Can anyone beat me on the tip I got last weekend? Would you consider it amusing, annoying or irritating?


----------



## NoDay (Jul 25, 2017)

Beat? When I was a waiter I've gotten $0.01 before.

While driving uber? I heard the coin drop in my jar and thought great a gd coin? Oh well... Come to find out it was a danish kroner. Completely useless unless i want to exchange it.


----------



## upyouruber (Jul 24, 2017)

donurs said:


> Can anyone beat me on the tip I got last weekend? Would you consider it amusing, annoying or irritating?
> 
> View attachment 152862


Not that I'm defending the PAX, but perhaps they made a mistake and thought they entered $1.00? Were they drunk, high etc?


----------



## donurs (May 31, 2015)

upyouruber said:


> Not that I'm defending the PAX, but perhaps they made a mistake and thought they entered $1.00? Were they drunk, high etc?

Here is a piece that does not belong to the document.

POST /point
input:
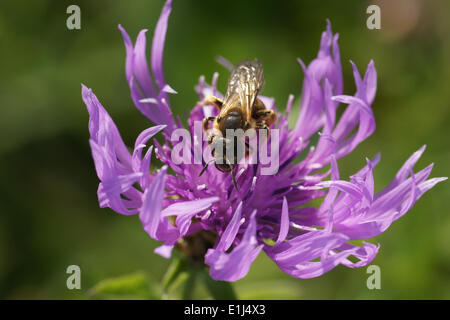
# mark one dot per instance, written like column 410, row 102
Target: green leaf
column 133, row 286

That's what I think happened - except the rider is so disconnected from reality that they can't see what they entered.
Just saying, what if they entered 100.00 instead. Bet they would notice that for sure!


----------



## ginseng41 (Nov 30, 2014)

I got a $0.01 one


----------



## Jerseyguy72 (Aug 15, 2016)




----------



## donurs (May 31, 2015)

Jerseyguy72 said:


> View attachment 156065


We should start a program to educate riders on the validity of the decimal point and let them know that we appreciate numbers before the decimal point rather than after!


----------



## Cableguynoe (Feb 14, 2017)

I have plans to go out and use Uber at pax this coming weekend. 
Definitely going to find out if entering 5 would come up as five cents rather than 5 dollars


----------



## wk1102 (Dec 25, 2015)

NoDay said:


> Beat? When I was a waiter I've gotten $0.01 before.
> 
> While driving uber? I heard the coin drop in my jar and thought great a gd coin? Oh well... Come to find out it was a danish kroner. Completely useless unless i want to exchange it.
> 
> View attachment 152898


That's $3.20.


----------



## NoDay (Jul 25, 2017)

I could spend that on parking at the airport, just going to exchange it.


----------



## Ezridax (Aug 3, 2017)

I found a penny in my back seat today! I'm counting that as a tip!


----------



## WeDreams (Sep 14, 2017)

Wtf I guess these people don't realize you know addresses of home and you can take a big shit inside the mailbox for them.


----------



## ShinyAndChrome (Aug 18, 2017)

Ezridax said:


> I found a penny in my back seat today! I'm counting that as a tip!


I found a closed water bottle, but I had no idea where it had been so no way I was going to drink from it. My kids didn't complain, though.


----------



## htboston (Feb 22, 2016)

Don't spend it all in one place.

Also, change their rating to 1 star and lie about it. They did this as a joke and you should return the favor!



Ezridax said:


> I found a penny in my back seat today! I'm counting that as a tip!


I miss the year 2000, lol


----------